Recognizing a zombie computer can be incredibly difficult, because many of the signs can point to other problems, and most people do not know they are using a zombie until it is too late. A zombie computer often is compromised by virus files, so the computer often will slow down, and the computer may act weirdly. By checking firewall traffic, you can see if your computer is visiting places that you have not. Some virus scanners can find a zombie, but most hackers hide the zombie virus in a way that cannot be detected. Blacklist tools, if you do not partake in spamming activities, also can be used.
To make a zombie computer, a hacker infiltrates a computer and adds a virus file that puts the computer under his control. This file and the activity from the hacker often cause the computer to slow down, because the hacker is using many computer resources. The computer also may act oddly, with programs opening for no reason and users constantly being redirected to other websites. While these are signs of a zombie problem, they also can be signs of a less serious virus or the result of old hardware and software.
One of the best ways to see if you have a zombie computer is by checking your firewall — or other programs that report your activity — for outgoing traffic. This will list what websites and places you visit when using the Internet, and you should see websites that you frequent. If there is a large amount of outgoing traffic directed at sites you do not recognize, then you may be running a zombie. Small amounts of unusual outgoing traffic may not be indicative of a zombie but a result of common pop-ups and redirects that appear online.

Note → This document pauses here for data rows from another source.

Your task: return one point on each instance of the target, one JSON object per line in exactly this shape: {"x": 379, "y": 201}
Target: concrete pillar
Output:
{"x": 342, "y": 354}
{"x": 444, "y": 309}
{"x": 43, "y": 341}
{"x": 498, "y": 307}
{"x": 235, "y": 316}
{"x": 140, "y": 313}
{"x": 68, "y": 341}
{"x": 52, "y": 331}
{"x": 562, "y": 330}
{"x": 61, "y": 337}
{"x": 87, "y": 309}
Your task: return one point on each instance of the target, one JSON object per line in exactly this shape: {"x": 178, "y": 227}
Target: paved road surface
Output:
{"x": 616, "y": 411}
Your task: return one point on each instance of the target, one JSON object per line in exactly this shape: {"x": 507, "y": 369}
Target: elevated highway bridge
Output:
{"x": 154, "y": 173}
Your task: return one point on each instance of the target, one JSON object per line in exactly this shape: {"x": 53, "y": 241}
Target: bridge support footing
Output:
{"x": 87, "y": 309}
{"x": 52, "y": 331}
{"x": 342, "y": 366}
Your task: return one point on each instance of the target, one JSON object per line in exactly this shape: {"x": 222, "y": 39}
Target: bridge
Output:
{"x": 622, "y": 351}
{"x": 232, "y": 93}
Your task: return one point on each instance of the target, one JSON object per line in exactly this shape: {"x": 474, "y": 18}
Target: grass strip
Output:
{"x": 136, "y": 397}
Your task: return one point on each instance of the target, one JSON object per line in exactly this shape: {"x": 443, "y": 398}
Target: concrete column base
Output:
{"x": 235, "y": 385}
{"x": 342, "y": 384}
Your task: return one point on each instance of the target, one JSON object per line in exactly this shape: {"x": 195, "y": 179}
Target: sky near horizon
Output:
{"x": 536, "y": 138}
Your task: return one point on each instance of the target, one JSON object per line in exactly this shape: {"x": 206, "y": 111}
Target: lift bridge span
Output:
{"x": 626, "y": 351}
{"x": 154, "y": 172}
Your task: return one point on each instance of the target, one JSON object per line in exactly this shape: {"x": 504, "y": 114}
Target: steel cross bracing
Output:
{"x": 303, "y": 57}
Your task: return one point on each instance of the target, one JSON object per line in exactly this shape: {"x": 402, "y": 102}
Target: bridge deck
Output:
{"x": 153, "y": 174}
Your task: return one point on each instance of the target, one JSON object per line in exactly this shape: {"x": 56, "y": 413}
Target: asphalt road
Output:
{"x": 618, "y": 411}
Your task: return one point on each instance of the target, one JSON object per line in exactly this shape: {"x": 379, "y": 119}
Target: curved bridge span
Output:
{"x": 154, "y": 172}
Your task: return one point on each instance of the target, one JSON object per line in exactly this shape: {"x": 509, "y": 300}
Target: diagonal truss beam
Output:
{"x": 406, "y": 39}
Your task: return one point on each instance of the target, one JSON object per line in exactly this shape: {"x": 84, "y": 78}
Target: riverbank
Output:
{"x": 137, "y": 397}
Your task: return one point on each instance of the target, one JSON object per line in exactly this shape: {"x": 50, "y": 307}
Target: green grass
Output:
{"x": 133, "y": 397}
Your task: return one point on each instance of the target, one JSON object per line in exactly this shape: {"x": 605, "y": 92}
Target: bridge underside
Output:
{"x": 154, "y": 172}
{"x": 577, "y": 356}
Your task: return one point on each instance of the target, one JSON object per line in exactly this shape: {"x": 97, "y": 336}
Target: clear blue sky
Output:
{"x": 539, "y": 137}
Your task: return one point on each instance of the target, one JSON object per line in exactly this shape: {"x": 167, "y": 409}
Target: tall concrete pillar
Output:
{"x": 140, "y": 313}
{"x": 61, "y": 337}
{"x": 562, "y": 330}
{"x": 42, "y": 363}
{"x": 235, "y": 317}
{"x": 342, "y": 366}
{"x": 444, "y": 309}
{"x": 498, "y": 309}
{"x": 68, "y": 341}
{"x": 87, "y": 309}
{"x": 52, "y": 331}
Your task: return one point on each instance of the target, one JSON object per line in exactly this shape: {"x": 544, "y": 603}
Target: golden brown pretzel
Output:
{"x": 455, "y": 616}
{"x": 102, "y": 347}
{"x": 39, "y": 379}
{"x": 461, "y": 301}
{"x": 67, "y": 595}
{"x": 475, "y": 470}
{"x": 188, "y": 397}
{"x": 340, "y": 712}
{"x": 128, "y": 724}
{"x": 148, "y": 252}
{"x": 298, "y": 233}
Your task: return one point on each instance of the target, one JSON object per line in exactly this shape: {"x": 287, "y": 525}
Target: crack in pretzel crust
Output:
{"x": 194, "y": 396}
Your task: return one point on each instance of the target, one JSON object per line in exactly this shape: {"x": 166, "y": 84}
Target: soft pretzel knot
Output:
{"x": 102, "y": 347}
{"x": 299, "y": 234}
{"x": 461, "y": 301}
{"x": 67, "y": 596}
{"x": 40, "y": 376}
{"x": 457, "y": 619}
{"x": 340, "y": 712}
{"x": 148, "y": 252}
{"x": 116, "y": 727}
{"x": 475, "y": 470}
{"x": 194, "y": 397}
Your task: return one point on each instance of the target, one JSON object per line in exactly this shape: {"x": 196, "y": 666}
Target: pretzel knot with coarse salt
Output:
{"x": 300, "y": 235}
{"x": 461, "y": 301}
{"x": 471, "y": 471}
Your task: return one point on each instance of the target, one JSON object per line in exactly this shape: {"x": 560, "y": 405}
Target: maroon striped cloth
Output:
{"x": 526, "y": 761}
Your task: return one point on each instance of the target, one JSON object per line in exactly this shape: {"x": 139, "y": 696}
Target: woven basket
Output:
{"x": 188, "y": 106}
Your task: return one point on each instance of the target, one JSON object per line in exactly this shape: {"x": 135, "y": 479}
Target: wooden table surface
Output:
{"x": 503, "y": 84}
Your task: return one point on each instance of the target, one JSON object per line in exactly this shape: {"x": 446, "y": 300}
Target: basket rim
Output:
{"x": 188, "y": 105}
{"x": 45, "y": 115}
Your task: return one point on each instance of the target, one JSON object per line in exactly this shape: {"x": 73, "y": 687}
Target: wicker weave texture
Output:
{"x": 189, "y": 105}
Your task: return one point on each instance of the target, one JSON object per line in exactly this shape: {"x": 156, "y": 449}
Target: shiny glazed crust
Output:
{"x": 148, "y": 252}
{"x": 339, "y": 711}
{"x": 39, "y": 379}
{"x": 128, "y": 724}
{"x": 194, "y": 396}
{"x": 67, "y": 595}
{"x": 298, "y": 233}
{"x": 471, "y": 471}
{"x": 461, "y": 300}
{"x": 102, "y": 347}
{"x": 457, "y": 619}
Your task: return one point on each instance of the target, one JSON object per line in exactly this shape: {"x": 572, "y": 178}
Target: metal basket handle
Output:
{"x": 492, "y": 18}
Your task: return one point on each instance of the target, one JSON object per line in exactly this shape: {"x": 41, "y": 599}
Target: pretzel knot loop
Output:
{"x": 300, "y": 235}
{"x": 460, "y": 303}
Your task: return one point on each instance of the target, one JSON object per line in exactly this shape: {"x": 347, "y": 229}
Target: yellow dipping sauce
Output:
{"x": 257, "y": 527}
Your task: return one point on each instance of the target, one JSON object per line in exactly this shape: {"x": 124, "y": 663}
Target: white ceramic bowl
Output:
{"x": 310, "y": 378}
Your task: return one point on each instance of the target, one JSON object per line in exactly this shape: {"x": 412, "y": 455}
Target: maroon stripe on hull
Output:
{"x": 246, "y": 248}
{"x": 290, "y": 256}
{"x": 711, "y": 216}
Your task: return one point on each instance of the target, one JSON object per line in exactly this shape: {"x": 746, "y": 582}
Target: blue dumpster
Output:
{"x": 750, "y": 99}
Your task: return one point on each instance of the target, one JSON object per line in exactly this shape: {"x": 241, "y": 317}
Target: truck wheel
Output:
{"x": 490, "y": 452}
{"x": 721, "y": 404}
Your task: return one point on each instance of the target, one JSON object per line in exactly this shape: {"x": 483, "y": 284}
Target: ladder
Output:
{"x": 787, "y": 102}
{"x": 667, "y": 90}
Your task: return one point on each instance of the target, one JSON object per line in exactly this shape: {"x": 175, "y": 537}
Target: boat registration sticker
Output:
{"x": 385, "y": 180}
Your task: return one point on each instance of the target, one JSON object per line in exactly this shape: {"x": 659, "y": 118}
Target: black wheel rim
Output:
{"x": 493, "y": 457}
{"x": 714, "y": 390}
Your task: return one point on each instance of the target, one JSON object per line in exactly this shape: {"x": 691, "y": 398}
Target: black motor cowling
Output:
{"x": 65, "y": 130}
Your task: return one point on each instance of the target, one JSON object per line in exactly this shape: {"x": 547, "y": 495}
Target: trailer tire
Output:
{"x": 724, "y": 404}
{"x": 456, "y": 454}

Virus scanners can sometimes pick up on a zombie computer, but only if the hacker was not diligent. These programs will scan for common signs of viruses and zombie activity and, if they do pick up a zombie, they may be able to fix it. If the hacker placed the zombie virus file in a rootkit, then it usually is untraceable.
When you are running a zombie computer, it likely will be used for spamming and for sending large packets of information to other entities to shut them down. This will result in your computer being placed on blacklists for spammers. By entering your Internet protocol (IP) address in a blacklist tool, you may find you are blacklisted, which can indicate that you have a zombie computer. If you willingly engage in spamming activity, then this may not be effective.